The Imperator Winery is right next to the monastery. “We are burdened with a history that we cannot do otherwise than to continue this tradition of producing genuine and quality wines,” say the monks of Aghios Nikolaos and Votsa Monasteries, whose long association with winemaking inspired the creation of Imperator (im-votsas.gr; Tel. (+30) 694.141.5981). Although the winery was formally founded in 2017, its roots reach deep into history: an enormous wooden wine barrel preserved at the monastery dates back to the late 18th century. The monks grow a mix of international grapes (Cabernet Sauvignon, Chardonnay, Gewürztraminer, Merlot) and local varieties (Vlachiko and Vlachavona). The last two shine on their own: their rosé and blanc de noir are made entirely from Vlachiko, and Vlachanova is used to make a complex, gently tannic white. Their Lacrima white has won several awards. Tastings take place beside the monastery, in a chic room with rustic log tables and large plate glass windows that frame the dramatic mountain scenery.

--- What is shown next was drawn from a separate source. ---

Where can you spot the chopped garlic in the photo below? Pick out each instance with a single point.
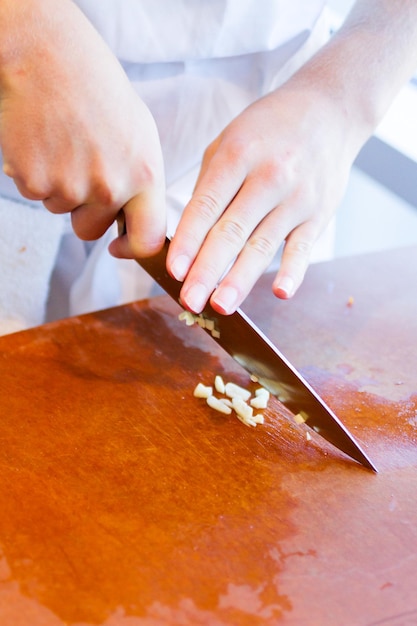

Hotel Kassaros (3 Tzoumagka; Tel. (+30) 26560.418.00) offers warmth and traditional craftsmanship. Its inviting reception lounge, centered around a large fireplace, is the perfect spot to unwind after a day outdoors. The comfortable, elegantly furnished rooms all enjoy splendid mountain views. Apokentro (1 Tzoumagka; Tel. (+30) 26560.418.01) serves homestyle dishes in a rustic log-cabin setting, with unpretentious service and genuine Epirus flavors. The trattoria-style Léle (1 Vasileou Zalousi; Tel. (+30) 26560.427.42), a relative newcomer, is popular for their great pizzas and pastas.
Before leaving Metsovo, don’t forget to stop by the shops in the central square to pick up some of the town’s famous cheeses, produced at the Tossizza Foundation’s cheese factory. Their signature smoked PDO Metsovone is prized all over Greece. You’ll also find the semi-hard Metsovella, the aged Parmesan-style Rezzana Tossizza, a graviera of sheeps’ and goats’ milk, the goats’ milk Metsovisio, and a gentle Metsovou of cows’ milk.
The Anilio Park and Ski Center (Anilio; Tel. (+30) 26512.005.20) is 25 minutes east of Metsovo. There are skis, boots, snowboards, helmets and masks available for rent, and they also offer ski and snowboarding lessons. The slopes are serviced with lifts and there’s a cozy classic chalet. In warmer seasons, Anilio is a popular destination for trekking and mountain biking.
Metsovo is fantastic in any season. Autumn is a blaze of color and winter in a snowfall (you may need snow chains) is like a fairy tale. Spring brings wildflowers and clear mountain air, and in summer Metsovo offers a cool, refreshing escape from the lowland heat.